Her plans were unexpectedly disrupted when her doctor told her that her kidneys were not functioning properly after a college physical. She was diagnosed with lupus nephritis, a painful condition resulting from inflammation of the kidney caused by lupus.
Soon after her diagnosis, she was advised she would eventually need to be on dialysis or get a kidney transplant. The 18-year-old Jill suddenly pondered her own mortality.
But Jill chose to roll with the punches leading up to her life-saving kidney transplant from an anonymous donor at Vanderbilt University Medical Center in 2014. Up until then — when her kidney function fell to about 7 percent — Jill managed to stay positive and hopeful she could beat lupus with the support of her husband of nearly 40 years, Fred Sauceman.
The local couple recently released their book, “Chased by the Wolf: A Life With Lupus and the Kidney Transplant That Saved It,” which tells the story of Jill’s struggle with lupus and their marriage.
“Lupus is the Latin word for ‘wolf,’ Jill said. “All my life, I’ve been chased by this wolf that has been trying to get me, but I’m not going to let it get me.”
The book, according to the couple, has a strong message about the need for organ donors to save people like Jill. It’s also a story about perseverance and the importance of having strong, supportive bonds with those you love.
Fred was a source of strength for Jill before her transplant, despite being advised not to marry her in 1978 by a family doctor and his mom, who lost her husband and Fred’s father years before from a brain tumor.
Fred said his mother was afraid that he, too, would experience the same grief she did from his passing. This was a loss Fred said his mother “never truly recovered from.”
Fred, who now serves as senior writer and associate professor of ETSU Appalachian Studies, a Johnson City Press/Kingsport Times News food columnist and news director of WETS-FM, chose to ignore their advice and stand by Jill.
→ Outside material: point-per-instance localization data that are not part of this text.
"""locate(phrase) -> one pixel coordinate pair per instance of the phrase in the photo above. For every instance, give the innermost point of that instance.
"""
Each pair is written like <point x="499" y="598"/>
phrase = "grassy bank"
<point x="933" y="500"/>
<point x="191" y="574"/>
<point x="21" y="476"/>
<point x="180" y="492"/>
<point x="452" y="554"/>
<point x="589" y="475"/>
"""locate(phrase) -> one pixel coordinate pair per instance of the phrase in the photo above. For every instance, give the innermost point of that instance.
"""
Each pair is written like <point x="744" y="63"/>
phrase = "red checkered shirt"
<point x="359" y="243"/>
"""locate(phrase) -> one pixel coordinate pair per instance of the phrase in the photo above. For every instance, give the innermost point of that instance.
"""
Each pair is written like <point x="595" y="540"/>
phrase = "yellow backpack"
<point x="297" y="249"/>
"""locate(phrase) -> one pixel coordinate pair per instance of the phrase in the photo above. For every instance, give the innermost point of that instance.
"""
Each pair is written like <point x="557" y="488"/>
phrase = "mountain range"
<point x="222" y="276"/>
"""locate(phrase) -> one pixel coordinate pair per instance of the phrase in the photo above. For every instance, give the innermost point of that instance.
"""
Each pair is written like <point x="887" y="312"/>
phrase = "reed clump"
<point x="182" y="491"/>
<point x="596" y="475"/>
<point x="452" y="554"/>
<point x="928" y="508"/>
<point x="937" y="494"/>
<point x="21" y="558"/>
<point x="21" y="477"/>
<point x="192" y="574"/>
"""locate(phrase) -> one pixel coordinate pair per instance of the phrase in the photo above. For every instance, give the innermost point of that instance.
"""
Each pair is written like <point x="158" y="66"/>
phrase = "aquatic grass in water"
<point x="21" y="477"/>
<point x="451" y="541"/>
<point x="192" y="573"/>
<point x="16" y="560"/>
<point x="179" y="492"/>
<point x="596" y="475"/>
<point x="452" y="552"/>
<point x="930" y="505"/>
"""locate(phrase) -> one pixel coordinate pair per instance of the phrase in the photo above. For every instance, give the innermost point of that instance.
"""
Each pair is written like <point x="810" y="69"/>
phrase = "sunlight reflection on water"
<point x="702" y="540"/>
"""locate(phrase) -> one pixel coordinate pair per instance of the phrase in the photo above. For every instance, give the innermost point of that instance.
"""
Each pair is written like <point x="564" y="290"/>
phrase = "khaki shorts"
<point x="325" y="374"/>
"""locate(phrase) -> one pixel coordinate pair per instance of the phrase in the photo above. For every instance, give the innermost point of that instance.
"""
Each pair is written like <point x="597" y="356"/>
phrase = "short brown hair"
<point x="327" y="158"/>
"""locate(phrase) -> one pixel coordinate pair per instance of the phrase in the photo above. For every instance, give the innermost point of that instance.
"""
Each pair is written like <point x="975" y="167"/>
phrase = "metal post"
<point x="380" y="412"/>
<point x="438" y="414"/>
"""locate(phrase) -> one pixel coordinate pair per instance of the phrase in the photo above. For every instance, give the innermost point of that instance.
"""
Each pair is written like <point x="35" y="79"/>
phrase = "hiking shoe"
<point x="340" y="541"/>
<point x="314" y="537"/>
“There have been some tough times; there were some moments of desperation,” Fred said. “People often let very minor hardships destroy their relationships, but the hardships we’ve encountered over our years together have done nothing but strengthen the relationship.”
“I had several serious relationships, but then when it came down to it — when I would talk about my health and the fact that I would not be able to have my own child — they didn’t really say, ‘Goodbye,’ but I suddenly wouldn’t hear from them,” Jill said. “He’s the only one that stuck with me.”
When Jill was put on a waiting list to get the kidney transplant she so desperately needed, the couple tried to stay optimistic. Jill knew many people in need of transplants often wait years and sometimes don’t qualify at all.
From 2008 until 2014, her kidneys were beginning to fail, but she continued to pray.
“One of the worst parts of the ordeal was waiting on a kidney transplant,” Jill said. “I was worried that, because I had lupus, it would make them disqualify me because it attacks your own body. It could possibly attack a foreign body and you could lose the kidney quicker.”
Since her transplant, Jill said she’s been able to reclaim her life. She is now able to enjoy more foods and has the energy to travel the world and enjoy herself with her husband.
“I just wish I could’ve been a little younger,” she laughed. “But it’s just fantastic to be able to do some things that I wasn’t able to do before, or was afraid to do when I was in renal failure.”
Jill, now retired, didn’t end up working in nursing, but she worked in public health, accounting and bookkeeping until her retirement. Still, Fred said Jill’s story can inspire others to meet life’s challenges head-on.
“No matter how bleak a situation seems, there may be a way out of it if you don’t shut down and give up,” Fred said. “Keep striving, keep at it.”
“Chased by the Wolf” can be found online at Amazon, Barnes and Noble and through Mercer University Press. The Saucemans expect the book to be available in bookstores by Sept. 4. All proceeds from the book go toward helping patients of the Vanderbilt Kidney Transplant Program.